Raar? Niet echt: ons onderscheid tussen hartig en zoet kwam pas veel later. Ook toen in de middeleeuwen suiker uit suikerriet beschikbaar werd, waren de in onze ogen hartige gerechten zoet – naast zout en zuur. Een gevuld eitje volgens Eenen seer schoonen ende excellenten coc-boeck uit 1593? Daar is geen mayonaise voor nodig, wel rozemarijn, marjolein, kaneel, foelie, gember en suiker. In dat boek gaat in ongeveer twee derde van de recepten suiker. Rozijnen, zoete wijn en honing niet meegerekend.
Suiker was niet alleen een zoetmaker. Door de schaarste en noviteit ervan, was het in eerste instantie alleen te koop bij apothekers. En dat was ook logisch: volgens de humorenleer, de gezondheidsleer die eeuwenlang gold, was een gezond lichaam in balans tussen verschillende lichaamssappen. Een juiste voeding was dé manier om je lichaam weer in balans te brengen. Specerijen, en daarmee ook suiker, speelden daarin een essentiële rol. Daarbij was het overdadig gebruik van dat soort dure ingrediënten een perfecte manier om te pronken met je rijkdom.
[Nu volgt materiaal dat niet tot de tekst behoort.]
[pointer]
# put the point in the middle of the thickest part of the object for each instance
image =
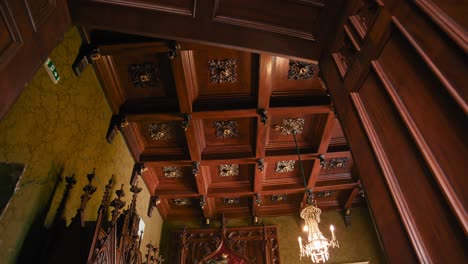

Ook in de vroegmoderne tijd zat suiker door heel veel recepten. Een oesterpastei uit 1667 bevatte krenten, foelie, kruidnagel, kaneel, nootmuskaat, en ‘gestooten broodtsuyker’: suiker werd verkocht in de vorm van een kegel, een brood, en werd tijdens het koken geraspt (gestooten). Dat suikerbrood kwam inmiddels niet meer uit het mediterrane gebied, maar van suikerplantages van de andere kant van de Oceaan. Geproduceerd met zware, gedwongen arbeid van tot slaaf gemaakten.
Zij betaalden de hoge prijs van de onstilbare honger naar zoet, zoet en nog meer zoet van de Europeanen. Want hoewel de prijzen van suiker en specerijen daalden door de grote toevoer ervan door respectievelijk de WIC en VOC, en de elite daarom een andere keuken omarmde waarin suiker en specerijen vrijwel helemaal verdwenen, bleef de vraag naar suiker alleen maar toenemen. Het zoete verdween namelijk niet echt, het verplaatste zich slechts. Naar het einde van de maaltijd, in de vorm van toetjes, taarten, koekjes. En in de nieuwe hete dranken die heel Europa veroverden: koffie, thee en chocolade.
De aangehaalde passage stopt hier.